El envejecimiento es otra arista habitualmente asociada culturalmente con la vulnerabilidad, examinada por Mark Schweda (pp. 205-227). El autor analiza críticamente dicha vinculación, cuestionando si las personas de edad avanzada pueden ser efectivamente consideradas como un grupo social. Se suele relacionar el envejecimiento con la degeneración cognitiva, cuando no guardan una relación paralela necesaria. Como discute el autor, no hay un vínculo directamente evidente entre la vulnerabilidad y la vejez. De hecho, con el aumento de la esperanza de vida, de los derechos de asistencia y la tendencia de la población envejecida a tener una mayor solvencia económica que la juventud, no necesariamente constituye un grupo social vulnerable. Su vulnerabilidad se da por circunstancias sociales más que por el proceso de envejecimiento.
El final de la vida es, sin duda, el momento de vulnerabilidad que, a nivel existencial, más tenemos presente los seres humanos. Seguramente no es casualidad que sea el cierre del libro, a cargo de Christoph Rehmann-Sutter (pp. 229-248). Distingue la muerte violenta, producida por el uso de la fuerza, negligencia o alguna causa externa, de una que “nace de la vida”: la muerte inevitable, incausada. La muerte inevitable es, pues, parte de la identidad humana, y no puede ser entendida como una lesión. Sin duda, qué se pueda entender por este tipo de muerte y su necesaria demarcación con lo que se suele denominar “muerte natural” –que no siempre es inevitable– es interpretable, y el autor se detiene en problematizar debidamente el concepto. Oímos ecos epicúreos al leer que la vulnerabilidad no es la muerte per se, sino el sufrimiento que pueda experimentarse en su antesala, y que tal debiera ser el objeto reflexivo de la ética. El deseo de morir pasa, así, a ser el final de sus reflexiones, examinando cómo la desatención de dicho deseo, pero también de las circunstancias que han podido conducir hasta él, sí puede generar vulnerabilidades específicas.

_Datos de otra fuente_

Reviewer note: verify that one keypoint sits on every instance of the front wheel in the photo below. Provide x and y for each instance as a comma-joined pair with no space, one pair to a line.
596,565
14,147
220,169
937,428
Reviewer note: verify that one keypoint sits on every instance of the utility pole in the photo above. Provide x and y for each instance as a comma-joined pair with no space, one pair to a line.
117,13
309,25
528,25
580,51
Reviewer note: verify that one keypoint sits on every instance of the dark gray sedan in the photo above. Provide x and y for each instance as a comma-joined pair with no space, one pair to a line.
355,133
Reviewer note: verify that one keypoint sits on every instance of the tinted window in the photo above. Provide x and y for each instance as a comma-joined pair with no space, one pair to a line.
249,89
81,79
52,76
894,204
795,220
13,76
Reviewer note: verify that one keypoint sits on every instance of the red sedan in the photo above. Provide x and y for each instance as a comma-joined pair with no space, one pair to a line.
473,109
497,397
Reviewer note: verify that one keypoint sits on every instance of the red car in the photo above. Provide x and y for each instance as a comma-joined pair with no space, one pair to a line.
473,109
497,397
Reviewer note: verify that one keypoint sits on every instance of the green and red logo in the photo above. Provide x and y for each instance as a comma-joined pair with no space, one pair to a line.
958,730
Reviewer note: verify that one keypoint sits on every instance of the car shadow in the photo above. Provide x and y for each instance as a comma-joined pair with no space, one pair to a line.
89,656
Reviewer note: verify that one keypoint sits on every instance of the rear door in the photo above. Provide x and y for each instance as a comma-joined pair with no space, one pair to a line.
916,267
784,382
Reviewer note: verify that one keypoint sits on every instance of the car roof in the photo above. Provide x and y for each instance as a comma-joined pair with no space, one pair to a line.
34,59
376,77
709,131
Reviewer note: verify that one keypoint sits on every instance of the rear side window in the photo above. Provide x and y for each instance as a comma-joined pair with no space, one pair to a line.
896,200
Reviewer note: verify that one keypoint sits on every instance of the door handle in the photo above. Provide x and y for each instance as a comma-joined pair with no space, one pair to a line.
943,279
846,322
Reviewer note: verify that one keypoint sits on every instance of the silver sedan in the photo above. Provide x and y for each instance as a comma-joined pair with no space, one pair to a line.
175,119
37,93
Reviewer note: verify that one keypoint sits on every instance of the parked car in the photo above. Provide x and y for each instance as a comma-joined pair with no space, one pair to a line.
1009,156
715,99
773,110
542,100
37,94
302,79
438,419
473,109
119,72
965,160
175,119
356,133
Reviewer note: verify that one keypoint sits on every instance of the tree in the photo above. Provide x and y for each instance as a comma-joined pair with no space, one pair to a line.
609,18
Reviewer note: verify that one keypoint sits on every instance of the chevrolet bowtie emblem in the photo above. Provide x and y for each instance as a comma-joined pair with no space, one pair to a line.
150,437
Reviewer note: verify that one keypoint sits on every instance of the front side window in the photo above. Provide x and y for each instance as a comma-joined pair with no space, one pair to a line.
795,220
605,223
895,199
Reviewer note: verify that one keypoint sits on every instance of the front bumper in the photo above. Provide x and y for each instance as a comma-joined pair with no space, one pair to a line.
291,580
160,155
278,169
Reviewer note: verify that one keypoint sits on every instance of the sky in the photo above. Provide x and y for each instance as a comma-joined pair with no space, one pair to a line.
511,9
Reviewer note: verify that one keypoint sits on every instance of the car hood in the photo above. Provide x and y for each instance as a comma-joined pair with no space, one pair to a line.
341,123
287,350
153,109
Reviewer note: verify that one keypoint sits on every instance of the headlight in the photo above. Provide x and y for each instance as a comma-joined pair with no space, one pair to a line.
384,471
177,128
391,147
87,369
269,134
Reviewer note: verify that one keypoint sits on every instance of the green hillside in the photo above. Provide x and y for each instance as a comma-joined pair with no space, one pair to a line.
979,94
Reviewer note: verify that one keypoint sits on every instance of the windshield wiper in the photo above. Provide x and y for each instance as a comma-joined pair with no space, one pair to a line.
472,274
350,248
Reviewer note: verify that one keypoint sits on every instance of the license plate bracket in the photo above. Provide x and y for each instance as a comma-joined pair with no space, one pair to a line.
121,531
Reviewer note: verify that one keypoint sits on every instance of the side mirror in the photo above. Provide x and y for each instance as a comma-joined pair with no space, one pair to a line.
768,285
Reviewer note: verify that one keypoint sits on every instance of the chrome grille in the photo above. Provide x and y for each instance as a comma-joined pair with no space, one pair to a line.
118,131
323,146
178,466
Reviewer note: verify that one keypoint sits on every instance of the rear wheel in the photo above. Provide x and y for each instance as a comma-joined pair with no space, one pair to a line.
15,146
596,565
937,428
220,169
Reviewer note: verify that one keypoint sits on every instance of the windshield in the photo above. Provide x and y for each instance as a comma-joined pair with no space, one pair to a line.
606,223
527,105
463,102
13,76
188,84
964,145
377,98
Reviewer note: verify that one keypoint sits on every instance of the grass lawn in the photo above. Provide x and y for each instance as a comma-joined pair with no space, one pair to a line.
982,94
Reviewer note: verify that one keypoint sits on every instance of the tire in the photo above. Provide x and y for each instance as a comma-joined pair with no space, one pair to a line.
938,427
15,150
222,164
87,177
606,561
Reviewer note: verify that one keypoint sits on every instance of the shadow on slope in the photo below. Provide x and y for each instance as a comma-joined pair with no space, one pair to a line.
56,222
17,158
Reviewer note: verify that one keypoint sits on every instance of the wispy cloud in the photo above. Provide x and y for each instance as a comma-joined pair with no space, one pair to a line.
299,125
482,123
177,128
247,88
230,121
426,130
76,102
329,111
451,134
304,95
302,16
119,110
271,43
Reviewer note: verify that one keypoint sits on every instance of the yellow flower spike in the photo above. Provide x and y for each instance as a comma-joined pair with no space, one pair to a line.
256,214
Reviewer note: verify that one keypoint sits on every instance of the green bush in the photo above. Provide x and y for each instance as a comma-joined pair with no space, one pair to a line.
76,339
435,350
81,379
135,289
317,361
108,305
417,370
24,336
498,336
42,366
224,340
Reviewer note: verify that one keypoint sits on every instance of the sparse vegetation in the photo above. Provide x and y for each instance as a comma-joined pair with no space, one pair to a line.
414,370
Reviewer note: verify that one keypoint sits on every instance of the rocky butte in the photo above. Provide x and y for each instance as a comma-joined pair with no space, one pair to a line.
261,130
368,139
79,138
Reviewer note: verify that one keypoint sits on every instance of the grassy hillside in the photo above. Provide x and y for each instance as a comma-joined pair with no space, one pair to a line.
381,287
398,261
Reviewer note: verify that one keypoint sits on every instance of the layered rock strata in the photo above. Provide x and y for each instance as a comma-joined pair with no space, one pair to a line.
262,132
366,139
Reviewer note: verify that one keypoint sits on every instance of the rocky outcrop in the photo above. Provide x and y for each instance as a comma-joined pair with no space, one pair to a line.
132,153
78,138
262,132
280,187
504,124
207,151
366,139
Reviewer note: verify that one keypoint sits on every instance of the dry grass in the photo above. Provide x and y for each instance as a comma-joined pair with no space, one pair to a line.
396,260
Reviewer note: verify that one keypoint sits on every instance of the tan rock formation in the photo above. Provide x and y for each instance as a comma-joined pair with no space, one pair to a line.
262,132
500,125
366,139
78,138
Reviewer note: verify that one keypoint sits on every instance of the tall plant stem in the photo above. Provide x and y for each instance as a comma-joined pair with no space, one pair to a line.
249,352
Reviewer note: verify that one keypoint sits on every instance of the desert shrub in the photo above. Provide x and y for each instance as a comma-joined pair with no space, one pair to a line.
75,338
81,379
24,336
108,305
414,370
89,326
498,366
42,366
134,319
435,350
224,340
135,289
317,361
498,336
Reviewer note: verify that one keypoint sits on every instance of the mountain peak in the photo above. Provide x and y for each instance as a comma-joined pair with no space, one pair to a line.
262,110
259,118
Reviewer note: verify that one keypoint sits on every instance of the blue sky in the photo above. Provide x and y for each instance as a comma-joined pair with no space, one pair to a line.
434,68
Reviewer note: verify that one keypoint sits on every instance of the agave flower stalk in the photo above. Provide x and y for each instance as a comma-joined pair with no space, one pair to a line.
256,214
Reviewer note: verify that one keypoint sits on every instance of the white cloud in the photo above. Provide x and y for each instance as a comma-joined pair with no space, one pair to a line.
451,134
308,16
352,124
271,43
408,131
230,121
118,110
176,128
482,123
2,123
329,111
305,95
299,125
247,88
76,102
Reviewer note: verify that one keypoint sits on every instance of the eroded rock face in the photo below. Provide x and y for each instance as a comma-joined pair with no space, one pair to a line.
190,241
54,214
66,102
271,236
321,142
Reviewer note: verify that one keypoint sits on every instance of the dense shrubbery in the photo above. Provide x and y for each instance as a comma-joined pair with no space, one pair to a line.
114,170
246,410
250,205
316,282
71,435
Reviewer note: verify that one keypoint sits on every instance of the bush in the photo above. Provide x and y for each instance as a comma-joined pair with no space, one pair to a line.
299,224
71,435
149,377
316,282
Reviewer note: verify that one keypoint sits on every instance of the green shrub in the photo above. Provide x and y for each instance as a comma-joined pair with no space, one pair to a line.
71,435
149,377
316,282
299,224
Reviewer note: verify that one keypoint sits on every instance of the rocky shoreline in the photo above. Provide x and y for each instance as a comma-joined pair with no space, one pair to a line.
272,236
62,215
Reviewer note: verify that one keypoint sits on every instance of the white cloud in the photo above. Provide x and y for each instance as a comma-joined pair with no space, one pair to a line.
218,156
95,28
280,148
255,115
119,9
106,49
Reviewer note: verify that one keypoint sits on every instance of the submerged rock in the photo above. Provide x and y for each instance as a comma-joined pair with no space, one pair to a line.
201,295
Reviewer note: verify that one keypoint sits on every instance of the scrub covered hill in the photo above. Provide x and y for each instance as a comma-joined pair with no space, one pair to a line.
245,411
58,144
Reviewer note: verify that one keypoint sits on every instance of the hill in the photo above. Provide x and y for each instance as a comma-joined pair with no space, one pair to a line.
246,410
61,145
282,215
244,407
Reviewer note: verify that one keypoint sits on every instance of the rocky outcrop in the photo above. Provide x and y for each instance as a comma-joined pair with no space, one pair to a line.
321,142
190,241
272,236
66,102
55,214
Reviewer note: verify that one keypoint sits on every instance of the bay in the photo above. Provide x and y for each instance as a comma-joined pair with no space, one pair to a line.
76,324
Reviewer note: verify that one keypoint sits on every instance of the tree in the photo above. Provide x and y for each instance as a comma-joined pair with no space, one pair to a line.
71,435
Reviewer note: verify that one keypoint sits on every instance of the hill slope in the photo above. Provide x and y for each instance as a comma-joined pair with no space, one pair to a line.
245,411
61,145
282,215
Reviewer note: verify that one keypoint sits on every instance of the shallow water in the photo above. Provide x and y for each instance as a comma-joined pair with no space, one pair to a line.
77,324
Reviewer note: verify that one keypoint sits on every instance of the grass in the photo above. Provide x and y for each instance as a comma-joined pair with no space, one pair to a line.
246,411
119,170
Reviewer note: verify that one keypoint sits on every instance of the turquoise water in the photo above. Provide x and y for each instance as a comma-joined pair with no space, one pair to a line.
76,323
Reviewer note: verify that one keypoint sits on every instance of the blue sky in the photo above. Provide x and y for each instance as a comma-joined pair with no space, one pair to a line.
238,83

En definitiva, el lector podrá acceder a una cuidadosa selección de análisis y miradas hacia este fenómeno que, lejos de ser definible de una vez y para siempre, se nos aparece, tras la lectura, como una suerte de red: tal malla es la vulnerabilidad “antropológica”, y recorre todo cuerpo individual y social, recordándonos que somos irremediablemente finitos. Al tiempo, toda red tiene unos nudos que la distinguen de otras redes; y así, cada ser humano, siempre vulnerable, también se hace vulnerable por otras razones y en distintos momentos del curso vital. Los autores han seguido varias de sus bifurcaciones. Queda al lector reconectarlas con las propias.
Isabel Argüelles Rozada
(Universidad de Oviedo)
1 Este trabajo ha sido posible gracias a las ayudas predoctorales para investigación y docencia “Programa Severo Ochoa” (BP20-147) del Principado de Asturias.